Fotografía de portada: Miki Naranja.
Abro mis redes sociales. Es verano, el calor es pegajoso y el carrusel de imágenes y contenido me espabila lo suficiente como para no quedarme dormida. Veo un nombre que se repite en algunas cuentas que sigo, aparentemente sin conexión previa. Todos lo mencionan con un cariño que a veces falta en Internet. Se llama Miki Naranja. Voy a su perfil y leo: «Hacedor de poemas en grado de tentativa». En su tablón se suceden fotos en el hospital, fotos familiares y fotos de poemas que conozco y me fascinan, como ese de García Márquez en el que contrapone la novela y la poesía. Me convence. Creo que se puede conocer más a un poeta por lo que lee que por lo que escribe.
Efectivamente. Paso los días siguientes leyendo sobre él, intuyendo su poesía, tratando de adivinar qué ha venido a contarnos. No lo conozco, pero me transmite una calma absoluta. Sé que sabe que el lugar del que uno se va cuando empieza a escribir un poema puede ser radicalmente distinto cuando vuelva, y precisamente por eso corre el riesgo.
Escucho uno de sus poemas en un podcast, una suerte de haiku que le dedica a su hijo en un intento de no cortarle las alas: «No lo olvides, hijo: / tu avión de papel tiene más de avión / que de papel». Me quedo pensando en la exactitud de su mensaje mientras conduzco por la M-30 y el paisaje se amplía, igual que se amplía el futuro cuando pienso en él.
Miki —Miguel Ángel Herranz— tiene cuatro libros publicados: Palabras de perdiz, Lírica de lo cotidiano, Érase una pez y Aquí estuvo Kilroy. Es poeta y funcionario de prisiones, pero solo está de baja de lo último. Entiende lo poético como un rasgo más de la personalidad. En sus poemas habla de lo mundano, imprimiéndole una luz propia. Su voz rezuma tristeza, pero como algo asumido y en ningún modo provocado. Lee a Carver, a Iribarren, a Szymborska, a Sevilla. Está enamorado y lo pregona entre poemas y haces de luz. Es padre y lo muestra con el orgullo del que sabe que los mejores milagros a veces son los más sencillos. Cuenta su periplo actual por el hospital con la misma serenidad con la que recomienda un libro. Su neuróloga, cuenta, le ha dicho que escribir es bueno para él —aunque eso ya lo sabe— y que compartir su experiencia con la enfermedad puede ayudar a los demás. Es posible que su vulnerabilidad sea una de las cosas más humanas que he presenciado en los últimos tiempos.
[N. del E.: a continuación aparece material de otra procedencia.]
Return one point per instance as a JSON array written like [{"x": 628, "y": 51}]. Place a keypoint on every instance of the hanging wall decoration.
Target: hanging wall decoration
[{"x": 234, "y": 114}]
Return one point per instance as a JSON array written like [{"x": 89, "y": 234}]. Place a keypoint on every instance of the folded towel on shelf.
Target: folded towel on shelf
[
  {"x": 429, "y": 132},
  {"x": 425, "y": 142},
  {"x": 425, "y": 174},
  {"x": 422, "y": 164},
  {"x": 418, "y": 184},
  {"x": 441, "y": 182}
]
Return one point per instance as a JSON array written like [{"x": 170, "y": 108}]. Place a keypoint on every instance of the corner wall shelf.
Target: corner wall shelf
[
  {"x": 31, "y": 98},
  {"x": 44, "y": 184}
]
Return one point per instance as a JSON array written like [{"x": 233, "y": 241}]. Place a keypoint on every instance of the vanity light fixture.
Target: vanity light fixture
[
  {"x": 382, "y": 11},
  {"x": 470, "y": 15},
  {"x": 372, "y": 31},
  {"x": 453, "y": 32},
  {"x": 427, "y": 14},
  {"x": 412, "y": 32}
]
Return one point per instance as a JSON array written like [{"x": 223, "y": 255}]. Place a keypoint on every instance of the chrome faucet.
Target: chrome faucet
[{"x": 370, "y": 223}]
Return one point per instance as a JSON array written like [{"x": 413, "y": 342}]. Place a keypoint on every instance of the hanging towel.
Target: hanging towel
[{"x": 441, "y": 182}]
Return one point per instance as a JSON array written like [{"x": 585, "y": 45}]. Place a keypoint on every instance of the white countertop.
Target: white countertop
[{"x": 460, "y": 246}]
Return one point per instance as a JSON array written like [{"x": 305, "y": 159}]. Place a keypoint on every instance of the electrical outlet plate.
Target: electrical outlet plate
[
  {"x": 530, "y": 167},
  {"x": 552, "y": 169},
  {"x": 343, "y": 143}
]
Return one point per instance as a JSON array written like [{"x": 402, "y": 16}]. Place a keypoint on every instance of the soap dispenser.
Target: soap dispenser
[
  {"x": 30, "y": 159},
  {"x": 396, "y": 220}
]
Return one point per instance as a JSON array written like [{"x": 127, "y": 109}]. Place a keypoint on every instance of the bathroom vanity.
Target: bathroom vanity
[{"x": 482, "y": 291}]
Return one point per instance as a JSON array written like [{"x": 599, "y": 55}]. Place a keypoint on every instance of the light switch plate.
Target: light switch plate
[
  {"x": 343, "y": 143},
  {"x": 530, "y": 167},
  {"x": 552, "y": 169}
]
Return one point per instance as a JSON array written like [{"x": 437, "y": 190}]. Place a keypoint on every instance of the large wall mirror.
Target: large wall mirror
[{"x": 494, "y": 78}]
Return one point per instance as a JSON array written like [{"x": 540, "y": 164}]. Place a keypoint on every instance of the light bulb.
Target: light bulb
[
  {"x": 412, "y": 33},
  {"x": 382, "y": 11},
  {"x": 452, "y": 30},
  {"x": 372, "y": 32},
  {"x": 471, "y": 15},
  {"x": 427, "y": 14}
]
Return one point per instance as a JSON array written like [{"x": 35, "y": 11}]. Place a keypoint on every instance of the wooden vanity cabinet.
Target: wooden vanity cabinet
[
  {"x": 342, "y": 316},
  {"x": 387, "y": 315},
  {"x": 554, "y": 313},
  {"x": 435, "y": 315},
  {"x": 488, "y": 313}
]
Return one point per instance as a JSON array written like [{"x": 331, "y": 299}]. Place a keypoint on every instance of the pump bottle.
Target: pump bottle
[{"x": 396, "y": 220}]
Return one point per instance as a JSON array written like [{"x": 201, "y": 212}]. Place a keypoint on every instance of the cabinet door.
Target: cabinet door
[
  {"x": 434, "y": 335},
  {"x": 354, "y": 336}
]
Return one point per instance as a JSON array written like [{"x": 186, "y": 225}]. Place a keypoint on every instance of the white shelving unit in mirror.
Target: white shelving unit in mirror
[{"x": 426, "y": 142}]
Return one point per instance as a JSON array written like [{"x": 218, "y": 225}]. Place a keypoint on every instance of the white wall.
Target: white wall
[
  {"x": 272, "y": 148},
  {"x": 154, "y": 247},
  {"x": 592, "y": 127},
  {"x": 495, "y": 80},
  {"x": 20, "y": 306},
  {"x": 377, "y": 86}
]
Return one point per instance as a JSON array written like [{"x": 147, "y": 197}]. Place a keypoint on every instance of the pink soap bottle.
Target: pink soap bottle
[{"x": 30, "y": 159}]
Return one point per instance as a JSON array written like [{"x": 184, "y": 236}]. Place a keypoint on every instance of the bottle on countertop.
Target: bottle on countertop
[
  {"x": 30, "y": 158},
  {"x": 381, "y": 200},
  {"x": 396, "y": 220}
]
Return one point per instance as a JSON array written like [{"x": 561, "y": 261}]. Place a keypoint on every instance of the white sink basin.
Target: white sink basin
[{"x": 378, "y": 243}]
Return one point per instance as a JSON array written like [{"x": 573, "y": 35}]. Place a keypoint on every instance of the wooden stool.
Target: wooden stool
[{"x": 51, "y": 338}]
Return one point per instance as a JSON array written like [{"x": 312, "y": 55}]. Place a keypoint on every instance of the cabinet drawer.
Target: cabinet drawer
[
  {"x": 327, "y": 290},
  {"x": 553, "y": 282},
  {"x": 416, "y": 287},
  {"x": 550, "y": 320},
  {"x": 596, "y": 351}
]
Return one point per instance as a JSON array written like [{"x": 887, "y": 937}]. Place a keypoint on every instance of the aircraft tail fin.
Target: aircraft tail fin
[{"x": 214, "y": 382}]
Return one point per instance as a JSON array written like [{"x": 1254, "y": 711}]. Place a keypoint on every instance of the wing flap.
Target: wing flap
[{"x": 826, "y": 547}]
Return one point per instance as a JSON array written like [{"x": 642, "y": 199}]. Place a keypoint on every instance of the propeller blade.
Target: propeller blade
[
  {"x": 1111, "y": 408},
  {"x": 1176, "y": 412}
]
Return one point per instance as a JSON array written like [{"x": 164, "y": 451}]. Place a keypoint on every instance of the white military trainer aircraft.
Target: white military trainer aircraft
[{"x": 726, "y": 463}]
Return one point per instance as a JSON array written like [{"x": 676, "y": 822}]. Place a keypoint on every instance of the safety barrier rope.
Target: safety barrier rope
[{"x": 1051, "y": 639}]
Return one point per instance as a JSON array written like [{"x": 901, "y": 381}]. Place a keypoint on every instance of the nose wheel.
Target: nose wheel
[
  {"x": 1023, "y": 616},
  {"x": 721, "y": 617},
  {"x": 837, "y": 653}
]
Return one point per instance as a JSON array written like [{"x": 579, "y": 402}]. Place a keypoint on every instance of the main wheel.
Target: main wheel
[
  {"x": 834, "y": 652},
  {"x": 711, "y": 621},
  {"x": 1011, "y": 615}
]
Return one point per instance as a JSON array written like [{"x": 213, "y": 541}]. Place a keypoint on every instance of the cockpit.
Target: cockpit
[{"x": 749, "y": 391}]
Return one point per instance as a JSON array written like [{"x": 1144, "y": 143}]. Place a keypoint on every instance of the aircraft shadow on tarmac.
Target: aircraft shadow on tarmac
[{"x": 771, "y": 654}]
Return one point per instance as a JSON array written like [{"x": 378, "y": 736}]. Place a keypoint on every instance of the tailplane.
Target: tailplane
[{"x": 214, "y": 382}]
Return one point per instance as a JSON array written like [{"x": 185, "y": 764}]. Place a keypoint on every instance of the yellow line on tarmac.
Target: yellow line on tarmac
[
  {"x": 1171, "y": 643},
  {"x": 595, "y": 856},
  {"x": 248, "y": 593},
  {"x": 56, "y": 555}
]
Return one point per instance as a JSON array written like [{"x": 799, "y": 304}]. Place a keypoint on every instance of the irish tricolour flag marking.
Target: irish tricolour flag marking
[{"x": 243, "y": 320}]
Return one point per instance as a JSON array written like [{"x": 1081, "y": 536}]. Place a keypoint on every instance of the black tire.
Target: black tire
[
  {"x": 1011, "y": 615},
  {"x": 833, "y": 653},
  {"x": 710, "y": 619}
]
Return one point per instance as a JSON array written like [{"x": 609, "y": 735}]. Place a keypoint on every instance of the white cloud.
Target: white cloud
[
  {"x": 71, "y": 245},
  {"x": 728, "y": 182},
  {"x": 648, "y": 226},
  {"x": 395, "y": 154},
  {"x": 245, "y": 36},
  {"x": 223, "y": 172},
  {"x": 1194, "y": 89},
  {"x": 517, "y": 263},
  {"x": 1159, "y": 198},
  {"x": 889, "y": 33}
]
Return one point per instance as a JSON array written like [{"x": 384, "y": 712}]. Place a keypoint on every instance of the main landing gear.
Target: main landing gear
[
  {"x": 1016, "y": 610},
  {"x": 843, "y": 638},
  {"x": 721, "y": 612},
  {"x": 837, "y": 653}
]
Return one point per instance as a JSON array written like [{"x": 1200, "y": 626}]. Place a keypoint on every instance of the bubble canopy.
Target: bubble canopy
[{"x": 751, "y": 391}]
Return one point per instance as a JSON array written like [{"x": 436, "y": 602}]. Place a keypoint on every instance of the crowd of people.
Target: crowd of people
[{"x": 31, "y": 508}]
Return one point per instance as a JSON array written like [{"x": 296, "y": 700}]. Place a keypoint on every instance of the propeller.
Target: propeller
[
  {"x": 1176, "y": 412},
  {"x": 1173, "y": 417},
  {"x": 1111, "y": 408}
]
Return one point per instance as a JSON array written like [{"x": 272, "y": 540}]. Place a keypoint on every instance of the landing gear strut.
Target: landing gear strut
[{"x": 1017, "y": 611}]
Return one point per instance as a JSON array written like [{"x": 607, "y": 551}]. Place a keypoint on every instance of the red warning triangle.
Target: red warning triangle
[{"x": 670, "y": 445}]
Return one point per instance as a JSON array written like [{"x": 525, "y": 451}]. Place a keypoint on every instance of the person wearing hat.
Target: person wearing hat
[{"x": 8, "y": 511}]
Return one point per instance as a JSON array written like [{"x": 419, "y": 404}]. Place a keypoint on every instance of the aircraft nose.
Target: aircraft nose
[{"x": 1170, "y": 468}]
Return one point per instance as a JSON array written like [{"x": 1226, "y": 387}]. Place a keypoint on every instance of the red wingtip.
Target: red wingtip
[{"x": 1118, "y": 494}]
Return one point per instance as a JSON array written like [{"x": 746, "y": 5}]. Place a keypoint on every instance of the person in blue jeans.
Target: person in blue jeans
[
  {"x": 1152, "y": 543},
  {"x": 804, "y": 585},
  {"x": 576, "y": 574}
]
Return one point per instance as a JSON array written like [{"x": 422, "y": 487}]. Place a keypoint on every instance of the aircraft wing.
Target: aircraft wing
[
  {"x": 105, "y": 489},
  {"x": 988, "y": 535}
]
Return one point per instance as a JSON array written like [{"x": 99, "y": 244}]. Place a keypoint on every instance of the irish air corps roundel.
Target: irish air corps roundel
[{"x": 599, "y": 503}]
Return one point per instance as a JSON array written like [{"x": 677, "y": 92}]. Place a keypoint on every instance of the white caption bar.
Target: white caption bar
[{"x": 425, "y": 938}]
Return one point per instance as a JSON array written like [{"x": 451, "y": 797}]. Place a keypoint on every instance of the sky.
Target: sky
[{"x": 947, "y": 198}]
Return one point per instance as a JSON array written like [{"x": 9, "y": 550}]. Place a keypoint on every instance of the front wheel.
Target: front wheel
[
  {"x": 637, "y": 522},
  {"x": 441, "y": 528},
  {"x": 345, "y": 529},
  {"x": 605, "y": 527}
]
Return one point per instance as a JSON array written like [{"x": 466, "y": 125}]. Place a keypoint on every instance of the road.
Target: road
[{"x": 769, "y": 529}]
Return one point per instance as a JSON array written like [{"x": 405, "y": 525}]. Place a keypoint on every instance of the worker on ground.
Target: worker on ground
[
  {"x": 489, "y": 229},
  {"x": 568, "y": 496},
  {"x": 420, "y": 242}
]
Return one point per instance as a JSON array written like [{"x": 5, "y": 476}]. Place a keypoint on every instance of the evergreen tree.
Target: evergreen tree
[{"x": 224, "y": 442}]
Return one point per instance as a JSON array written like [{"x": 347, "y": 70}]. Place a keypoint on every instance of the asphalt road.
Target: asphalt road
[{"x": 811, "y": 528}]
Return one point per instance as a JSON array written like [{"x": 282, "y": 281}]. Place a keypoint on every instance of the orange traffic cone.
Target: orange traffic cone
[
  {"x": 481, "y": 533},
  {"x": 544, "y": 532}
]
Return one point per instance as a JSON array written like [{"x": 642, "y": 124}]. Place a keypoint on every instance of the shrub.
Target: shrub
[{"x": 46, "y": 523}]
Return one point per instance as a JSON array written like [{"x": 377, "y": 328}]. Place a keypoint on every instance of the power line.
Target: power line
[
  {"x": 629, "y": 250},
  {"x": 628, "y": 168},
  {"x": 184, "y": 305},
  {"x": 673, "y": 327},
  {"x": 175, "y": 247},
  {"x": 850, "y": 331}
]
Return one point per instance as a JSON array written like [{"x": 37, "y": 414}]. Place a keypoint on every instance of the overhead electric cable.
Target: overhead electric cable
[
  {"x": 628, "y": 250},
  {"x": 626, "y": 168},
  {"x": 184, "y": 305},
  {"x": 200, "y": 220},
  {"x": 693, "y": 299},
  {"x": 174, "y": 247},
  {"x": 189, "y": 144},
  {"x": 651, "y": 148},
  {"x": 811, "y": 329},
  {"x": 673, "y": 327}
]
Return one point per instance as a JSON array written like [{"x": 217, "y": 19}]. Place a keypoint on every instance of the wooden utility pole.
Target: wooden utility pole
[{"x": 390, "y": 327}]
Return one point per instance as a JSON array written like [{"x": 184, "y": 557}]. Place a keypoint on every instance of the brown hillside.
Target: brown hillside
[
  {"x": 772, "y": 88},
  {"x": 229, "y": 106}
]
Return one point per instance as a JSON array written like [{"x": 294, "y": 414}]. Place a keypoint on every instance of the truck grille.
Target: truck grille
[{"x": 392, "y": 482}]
Escribe: Tuve una hija que murió pronto; / tanto, de hecho, / que no llegó a ver la luz. / De vez en cuando le hablo, / y le pregunto: / del tiempo, del clima, o dónde / dejé tal o cual cosa. / Y Luz, que así se llama, / —ironías del azar— / me responde a su manera: / en silencio. Un silencio firme / que, por instante apenas, / lo ilumina todo.
Como su poesía: un destello que nos permite ver la oscuridad sin asustarnos.